After reading the O’Reilly book “Foundations for Architecting Data Solutions”, by Ted Malaska and Jonathan Seidman, I reflected on how I chose software/tools/solutions in the past and how I should choose them going forward.
As a bioinformatician you need to be able to quickly discern whether a publication/tool is really a major advancement or just marginally better. I’m not just talking about the newest single-cell RNA-seq technique or another file format, but for every problem case you have. Whether that be data visualization tools, presentation tools, distributed storage systems etc.
It’s not just about how useful the tool may be, it also depends on the quality of the documentation, how simple it is to install, where it sits in the open-source life cycle, etc.
Xkcd is funny but competing standards aren’t. Don’t believe me?

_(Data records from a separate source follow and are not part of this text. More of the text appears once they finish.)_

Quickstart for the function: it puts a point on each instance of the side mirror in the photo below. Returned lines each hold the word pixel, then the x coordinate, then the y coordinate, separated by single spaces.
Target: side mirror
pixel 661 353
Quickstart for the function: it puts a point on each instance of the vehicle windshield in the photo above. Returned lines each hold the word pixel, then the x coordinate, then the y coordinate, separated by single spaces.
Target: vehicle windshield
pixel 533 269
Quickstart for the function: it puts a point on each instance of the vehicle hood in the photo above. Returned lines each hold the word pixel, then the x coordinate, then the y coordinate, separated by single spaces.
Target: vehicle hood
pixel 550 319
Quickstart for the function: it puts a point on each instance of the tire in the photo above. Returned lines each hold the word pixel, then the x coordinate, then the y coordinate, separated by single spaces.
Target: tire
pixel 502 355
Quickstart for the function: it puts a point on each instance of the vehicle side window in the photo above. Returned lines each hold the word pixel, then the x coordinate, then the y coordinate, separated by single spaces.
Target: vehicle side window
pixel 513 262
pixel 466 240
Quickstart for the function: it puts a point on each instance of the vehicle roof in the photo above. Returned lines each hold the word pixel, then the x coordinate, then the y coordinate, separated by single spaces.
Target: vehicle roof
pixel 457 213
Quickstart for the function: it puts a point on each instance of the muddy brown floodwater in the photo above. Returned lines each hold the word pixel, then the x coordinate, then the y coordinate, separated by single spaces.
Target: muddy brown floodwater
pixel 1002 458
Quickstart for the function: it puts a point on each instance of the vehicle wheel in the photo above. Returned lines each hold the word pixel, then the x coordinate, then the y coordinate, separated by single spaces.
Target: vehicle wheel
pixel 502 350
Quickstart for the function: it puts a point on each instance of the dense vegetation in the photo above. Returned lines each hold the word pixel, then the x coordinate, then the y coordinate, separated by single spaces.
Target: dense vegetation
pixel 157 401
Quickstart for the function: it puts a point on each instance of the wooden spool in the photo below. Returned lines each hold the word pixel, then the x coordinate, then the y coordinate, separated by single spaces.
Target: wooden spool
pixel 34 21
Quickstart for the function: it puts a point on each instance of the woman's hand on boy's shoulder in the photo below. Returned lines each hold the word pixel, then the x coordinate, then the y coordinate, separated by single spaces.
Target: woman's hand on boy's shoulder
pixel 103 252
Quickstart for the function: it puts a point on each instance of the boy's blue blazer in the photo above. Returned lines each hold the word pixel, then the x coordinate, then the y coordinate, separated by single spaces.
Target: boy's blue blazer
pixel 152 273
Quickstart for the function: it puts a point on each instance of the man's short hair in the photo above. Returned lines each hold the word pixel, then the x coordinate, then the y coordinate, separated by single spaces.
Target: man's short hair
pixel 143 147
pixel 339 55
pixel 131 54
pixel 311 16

Just look at how many pipeline tools exist!
When faced with so many options how can one choose the solutions that fit their need?
Why open source?
I’ve worked with a few licensed software solutions in the past; for example, BLAST2GO (plug: use dammit from Camille Scott instead!), Matlab, and an image stitching software called Autopano Giga (now defunct). One of my greatest frustrations was learning these tools only to later change roles and no longer have them available. As a consultant for the Department of Fisheries and Oceans the prohibitive cost of a Matlab was what pushed me over the edge into learning another high-level programming language — R. FWIW:
“[Matlab] They obfuscate their source code in many cases, meaning bugs are much harder to spot and impossible to edit ourselves without risking court action. Moreover, using Matlab for science results in paywalling our code. We are by definition making our computational science closed.” — excerpt from I Hate Matlab: How an IDE, a Language, and a Mentality Harm
Most companies eschew third party solutions or build their product as a hybrid of proprietary and open-source to keep their costs lower. For example, Amazon Web Services (AWS) offers it’s Simple Storage Service (Amazon S3) for a fee but is built upon open source software like Apache Hadoop. I’m not saying not to use AWS (or any other cloud provider) because sometimes you are constrained to having to; I actually used AWS for a project (transcriptome assembly of a coral species) with Docker. Currently I’m working with sensitive information that must be kept on-site, under lock-and-key, so alternative solutions are used.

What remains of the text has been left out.